I started drinking heavily when I was about eighteen. At the time, this was fairly normal – everyone drank. Everyone blacked out. Everyone vomited. We were young, we were silly, we were inexperienced. But then friends around me grew up and grew out of it, and I couldn’t understand why I didn’t. Why every time I drank – even when I didn’t want to – I’d end up going overboard. No matter how hard I tried over the years, I couldn’t control my intake.

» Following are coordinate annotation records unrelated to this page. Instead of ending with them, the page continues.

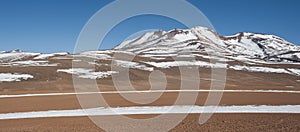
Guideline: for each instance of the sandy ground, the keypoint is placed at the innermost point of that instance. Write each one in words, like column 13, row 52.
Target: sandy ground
column 47, row 80
column 218, row 122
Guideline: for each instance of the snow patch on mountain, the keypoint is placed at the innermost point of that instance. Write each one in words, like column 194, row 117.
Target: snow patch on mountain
column 12, row 77
column 87, row 73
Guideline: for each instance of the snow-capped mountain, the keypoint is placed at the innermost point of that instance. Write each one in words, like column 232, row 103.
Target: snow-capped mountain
column 201, row 39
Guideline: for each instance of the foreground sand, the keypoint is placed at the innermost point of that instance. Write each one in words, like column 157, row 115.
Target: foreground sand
column 218, row 122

It’s hard to fall in love with yourself, because we’re supposed to be self-deprecating. It’s hard to fall in love with yourself, especially if for fifteen years all you knew was disappointment, shame and hatred.

Now, if you look into the research, multiple studies have identified eating disorders and substance abuse co-morbidities. A 2013 study in the Journal of Studies on Alcohol and Drugs, for example, stated that “rates of alcohol dependence are elevated in women with eating disorders who engage in binge eating or compensatory behaviours” (compensatory behaviours refers to things like restriction, excessive exercise etc). 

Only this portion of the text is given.